Visitors entrance at Merck in Darmstadt, Germany. (Credit: Armin Kübelbeck/Wikipedia)
Merck announced that the US Food and Drug Administration (FDA) expanded the indication for Vaxneuvance, its Pneumococcal 15-valent conjugate vaccine, to include infants and children aged six weeks to 17 years.
The US agency has previously approved Vaxneuvance for active immunisation in adults in July last year.
The vaccine has also received the Breakthrough Therapy designation and Priority Review from the US FDA, for the current paediatric indication.
Vaxneuvance contains purified capsular polysaccharides from Streptococcus pneumoniae serotypes 1, 3, 4, 5, 6A, 6B, 7F, 9V, 14, 18C, 19A, 19F, 22F, 23F and 33F individually conjugated to CRM197 carrier protein.
It is not indicated for individuals with a severe allergic reaction to any component of Vaxneuvance or to diphtheria toxoid.
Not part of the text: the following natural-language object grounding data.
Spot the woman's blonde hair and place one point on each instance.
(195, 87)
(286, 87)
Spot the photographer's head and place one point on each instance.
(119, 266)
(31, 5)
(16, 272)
Merck Research Laboratories senior vice president, global clinical development head and chief medical officer Eliav Barr said: “Our goal with Vaxneuvance is to expand coverage of key invasive disease-causing serotypes and provide a strong immune response to serotypes that pose substantial risk to infants and children.
“With this approval, we bring forward our first paediatric pneumococcal conjugate vaccine – and the first paediatric pneumococcal conjugate vaccine to be approved in almost a decade – building on our commitment to preventing invasive pneumococcal disease and on our legacy in paediatric vaccine development.”
The FDA approval was based on data from seven randomised, double-blind clinical studies that evaluated Vaxneuvance in infants, children and adolescents.
According to the study data, the immune responses elicited after a four-dose paediatric series of Vaxneuvance showed non-inferiority to the 13-valent pneumococcal conjugate vaccine (PCV13).
In a secondary analysis, the vaccine showed superior immune responses to PCV13 for shared serotype 3 and the two unique serotypes, 22F and 33F.
In addition, the study data supported the use of Vaxneuvance in special populations, such as in preterm infants and children living with HIV infection or sickle cell disease, said Merck.